We’re very humbled, at Nestlé, whenever we hear that we were at the top of one of those lists from our graduates. It means a lot to us that people value the huge effort we put into developing our graduate programmes.

Explore different divisions and roles

If you’re doing a vocational degree—such as Marketing, Engineering, Product Design or Supply Chain—you’ll already be on a path towards a specific type of job. It’s just a case of seeing which companies are running graduate schemes in those areas and picking your favourite. (Nestlé runs schemes for all those listed, for instance.)

If, on the other hand, you’re doing a more general, academic degree—such as English, Communication Studies, Geography, Mathematics, Chemistry or French—you might still be wide open in terms of the kind of division you’d like to join. So do some research into the typical departments you could consider within a large graduate employer, such as:

  • Research & Development (R&D)
  • Production
  • Manufacturing
  • Marketing
  • Purchasing
  • Supply Chain
  • Human Resources
  • Finance & Accounting
  • Digital & Analytics
  • IT
  • Engineering

Which of them feels like it would suit your personality and motivations? Which of them would best suit your skill set? Which of them have you never really thought of before and realise you should probably go and look into? Look all of them up online and see what kinds of jobs are available in those areas that spark your interest—and in what kinds of companies. This will help you separate what you might like to do from what you definitely don’t want to do.

Research company culture

Once you’ve learned which kinds of companies offer the type of career you might like to do, it’s essential that you work out what it’s actually like to work from them. What can you expect as a graduate from your potential future employers?

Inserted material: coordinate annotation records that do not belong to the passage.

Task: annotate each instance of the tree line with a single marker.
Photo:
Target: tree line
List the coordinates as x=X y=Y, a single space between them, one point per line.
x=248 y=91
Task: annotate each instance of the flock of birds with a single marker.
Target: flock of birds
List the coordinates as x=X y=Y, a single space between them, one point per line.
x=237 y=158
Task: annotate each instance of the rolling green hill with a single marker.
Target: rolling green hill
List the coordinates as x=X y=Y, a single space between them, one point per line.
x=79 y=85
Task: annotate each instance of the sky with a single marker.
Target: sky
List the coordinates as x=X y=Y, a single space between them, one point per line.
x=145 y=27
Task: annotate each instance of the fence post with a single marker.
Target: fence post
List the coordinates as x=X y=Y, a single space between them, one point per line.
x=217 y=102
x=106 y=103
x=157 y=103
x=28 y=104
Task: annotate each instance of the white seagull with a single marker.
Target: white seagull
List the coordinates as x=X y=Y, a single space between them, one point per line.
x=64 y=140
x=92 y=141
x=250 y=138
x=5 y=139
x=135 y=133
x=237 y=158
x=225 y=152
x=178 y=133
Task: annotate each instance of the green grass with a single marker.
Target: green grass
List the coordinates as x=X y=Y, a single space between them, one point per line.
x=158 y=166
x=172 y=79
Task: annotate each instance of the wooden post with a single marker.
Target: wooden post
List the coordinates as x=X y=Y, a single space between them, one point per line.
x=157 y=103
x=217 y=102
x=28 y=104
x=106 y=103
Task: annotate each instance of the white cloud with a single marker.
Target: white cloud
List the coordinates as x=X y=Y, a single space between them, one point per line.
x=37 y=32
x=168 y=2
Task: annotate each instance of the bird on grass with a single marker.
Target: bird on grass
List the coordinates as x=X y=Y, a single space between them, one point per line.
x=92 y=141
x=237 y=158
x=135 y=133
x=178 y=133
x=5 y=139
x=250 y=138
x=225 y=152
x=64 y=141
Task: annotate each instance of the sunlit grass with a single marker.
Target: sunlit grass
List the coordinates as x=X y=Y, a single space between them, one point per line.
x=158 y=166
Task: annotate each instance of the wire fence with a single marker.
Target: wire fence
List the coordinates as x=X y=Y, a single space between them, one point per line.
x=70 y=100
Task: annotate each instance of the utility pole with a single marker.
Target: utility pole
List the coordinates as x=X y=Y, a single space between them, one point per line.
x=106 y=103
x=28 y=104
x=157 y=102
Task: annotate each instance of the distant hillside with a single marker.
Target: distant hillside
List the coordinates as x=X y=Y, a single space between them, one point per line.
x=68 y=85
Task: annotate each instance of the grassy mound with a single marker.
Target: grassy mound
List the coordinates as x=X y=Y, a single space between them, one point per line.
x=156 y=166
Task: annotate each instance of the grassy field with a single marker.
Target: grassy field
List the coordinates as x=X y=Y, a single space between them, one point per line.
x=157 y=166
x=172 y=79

Think about the structure—is it hierarchical or is accountability shared? What would work better for you? Nestlé, for instance, is decentralised—meaning that our people enjoy a high level of independence.

Think about the management style—is it authoritative or collaborative? Which do you prefer? Nestlé is all about collaborative working, for example. We partner with others to enable bigger societal impact.

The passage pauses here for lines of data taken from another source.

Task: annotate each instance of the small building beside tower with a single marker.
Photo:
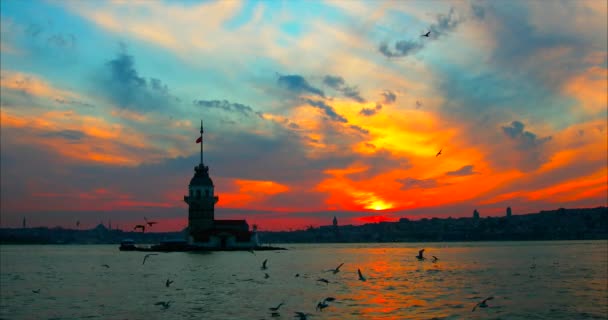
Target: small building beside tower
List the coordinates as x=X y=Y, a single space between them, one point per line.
x=203 y=229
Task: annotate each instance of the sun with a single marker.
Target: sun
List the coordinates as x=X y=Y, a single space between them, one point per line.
x=379 y=205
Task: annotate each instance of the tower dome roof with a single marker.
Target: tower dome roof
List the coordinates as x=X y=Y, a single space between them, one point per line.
x=201 y=177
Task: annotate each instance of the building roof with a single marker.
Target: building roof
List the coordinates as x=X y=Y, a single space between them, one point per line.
x=229 y=222
x=201 y=177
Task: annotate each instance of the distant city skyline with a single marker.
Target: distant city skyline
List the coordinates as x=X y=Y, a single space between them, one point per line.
x=311 y=110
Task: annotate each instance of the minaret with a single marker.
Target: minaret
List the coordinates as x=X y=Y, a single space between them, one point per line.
x=201 y=200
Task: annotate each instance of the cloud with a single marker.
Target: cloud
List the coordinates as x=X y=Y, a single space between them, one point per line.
x=228 y=106
x=401 y=48
x=299 y=85
x=389 y=97
x=464 y=171
x=411 y=183
x=73 y=135
x=123 y=86
x=525 y=140
x=370 y=111
x=334 y=82
x=337 y=83
x=327 y=109
x=444 y=24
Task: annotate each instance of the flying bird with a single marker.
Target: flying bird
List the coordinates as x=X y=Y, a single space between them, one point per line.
x=361 y=277
x=150 y=223
x=420 y=255
x=302 y=315
x=337 y=269
x=147 y=256
x=322 y=305
x=482 y=304
x=277 y=307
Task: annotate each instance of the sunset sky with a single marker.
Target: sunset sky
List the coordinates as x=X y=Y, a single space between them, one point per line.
x=311 y=109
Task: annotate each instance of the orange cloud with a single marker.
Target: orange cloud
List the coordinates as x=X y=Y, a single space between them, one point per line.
x=250 y=193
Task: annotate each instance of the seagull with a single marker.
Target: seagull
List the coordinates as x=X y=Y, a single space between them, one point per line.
x=482 y=304
x=337 y=269
x=420 y=256
x=165 y=304
x=361 y=277
x=277 y=307
x=302 y=315
x=147 y=256
x=322 y=305
x=150 y=223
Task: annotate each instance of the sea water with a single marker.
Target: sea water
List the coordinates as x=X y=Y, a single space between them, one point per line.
x=528 y=280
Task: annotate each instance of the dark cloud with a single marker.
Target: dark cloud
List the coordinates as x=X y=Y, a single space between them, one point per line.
x=327 y=109
x=525 y=140
x=371 y=111
x=464 y=171
x=298 y=84
x=228 y=106
x=334 y=82
x=389 y=97
x=411 y=183
x=337 y=83
x=444 y=24
x=73 y=102
x=124 y=86
x=73 y=135
x=401 y=48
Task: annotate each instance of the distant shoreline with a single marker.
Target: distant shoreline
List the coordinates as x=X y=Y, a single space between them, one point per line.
x=560 y=224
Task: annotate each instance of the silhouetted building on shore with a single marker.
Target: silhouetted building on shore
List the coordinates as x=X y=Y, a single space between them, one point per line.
x=203 y=229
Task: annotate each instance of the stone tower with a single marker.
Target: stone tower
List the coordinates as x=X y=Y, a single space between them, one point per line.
x=201 y=200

Think about the way people interact—is it challenging or relaxed? How do you like to communicate? Nestlé has a very community-oriented atmosphere, but at the same time, we challenge each other and encourage a culture of innovation.

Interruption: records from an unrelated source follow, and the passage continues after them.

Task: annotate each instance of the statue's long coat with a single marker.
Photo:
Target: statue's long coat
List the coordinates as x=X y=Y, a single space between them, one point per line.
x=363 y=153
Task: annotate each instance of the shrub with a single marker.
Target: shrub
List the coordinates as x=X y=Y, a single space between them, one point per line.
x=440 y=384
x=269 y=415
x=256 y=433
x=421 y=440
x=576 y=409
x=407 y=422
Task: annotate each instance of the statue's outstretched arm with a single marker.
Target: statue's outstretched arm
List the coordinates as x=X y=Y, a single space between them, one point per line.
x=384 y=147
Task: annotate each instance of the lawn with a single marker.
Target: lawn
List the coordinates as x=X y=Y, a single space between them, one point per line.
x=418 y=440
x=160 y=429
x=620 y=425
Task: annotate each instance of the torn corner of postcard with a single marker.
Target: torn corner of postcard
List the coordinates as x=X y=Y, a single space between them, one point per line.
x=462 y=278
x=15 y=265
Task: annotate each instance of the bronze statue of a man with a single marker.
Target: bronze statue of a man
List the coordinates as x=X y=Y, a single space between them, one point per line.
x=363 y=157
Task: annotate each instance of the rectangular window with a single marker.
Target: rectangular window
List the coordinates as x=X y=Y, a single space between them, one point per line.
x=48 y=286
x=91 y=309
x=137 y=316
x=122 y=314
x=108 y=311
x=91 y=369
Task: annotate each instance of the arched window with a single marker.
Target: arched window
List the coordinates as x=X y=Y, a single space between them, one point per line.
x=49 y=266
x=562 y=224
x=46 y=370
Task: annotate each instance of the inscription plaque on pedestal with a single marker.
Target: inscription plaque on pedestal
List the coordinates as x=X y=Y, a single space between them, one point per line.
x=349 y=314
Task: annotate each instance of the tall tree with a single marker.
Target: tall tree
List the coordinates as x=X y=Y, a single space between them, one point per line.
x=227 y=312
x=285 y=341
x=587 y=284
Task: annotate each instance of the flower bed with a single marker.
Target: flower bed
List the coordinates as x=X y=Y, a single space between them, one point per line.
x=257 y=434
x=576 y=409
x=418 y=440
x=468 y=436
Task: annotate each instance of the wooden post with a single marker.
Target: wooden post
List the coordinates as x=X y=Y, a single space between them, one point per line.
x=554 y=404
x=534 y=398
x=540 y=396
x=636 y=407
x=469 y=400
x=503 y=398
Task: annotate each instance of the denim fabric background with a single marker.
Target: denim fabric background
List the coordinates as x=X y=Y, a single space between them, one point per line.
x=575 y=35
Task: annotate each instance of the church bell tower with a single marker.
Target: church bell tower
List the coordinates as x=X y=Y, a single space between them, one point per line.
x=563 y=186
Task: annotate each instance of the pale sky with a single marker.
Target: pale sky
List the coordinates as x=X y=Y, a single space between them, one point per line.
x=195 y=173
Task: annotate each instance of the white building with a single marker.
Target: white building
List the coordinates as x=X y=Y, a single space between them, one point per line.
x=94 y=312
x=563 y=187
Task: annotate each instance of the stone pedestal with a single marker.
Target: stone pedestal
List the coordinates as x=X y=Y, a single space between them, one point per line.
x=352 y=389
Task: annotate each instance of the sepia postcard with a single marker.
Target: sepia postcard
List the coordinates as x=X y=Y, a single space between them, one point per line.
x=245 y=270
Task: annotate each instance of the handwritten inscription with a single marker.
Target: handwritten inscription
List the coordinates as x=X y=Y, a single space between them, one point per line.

Think about working methodologies—do they use the waterfall, agile, scrum or lean methodology (just for instance—there are many other styles)? Nestlé, for instance, uses agile and lean start-up methodologies.

Think about the company’s ethics and integrity—is it committed, like Nestlé for example, to compliance, evolving business principles and improving lives?

Make a shortlist

Once you’ve explored all the different employers out there, seen what they have to offer and how those offerings might relate to you and your career motivations, it’s time to make a shortlist.

Word of advice—don’t just make a slightly shorter longlist, which is an easy mistake to make. Be brutal.

Think about it this way, one of our current graduates told us that they “treated applying to [their Nestlé graduate scheme] like a full-time job, itself.” In other words, they really spent a lot of time on it. That’s how they ended up winning a place on the scheme, too, no doubt. Now, imagine if they’d applied to every single employer on their longlist. Do you think their application would have been as good?

So whittle it down to the ones you really want—that way, you can plough all your energy into crafting the best applications possible. As soon as you have that final list, it should make complete sense to you—you should be able to look at it and think, “I could happily start my career at any of those companies.” Good luck putting it together.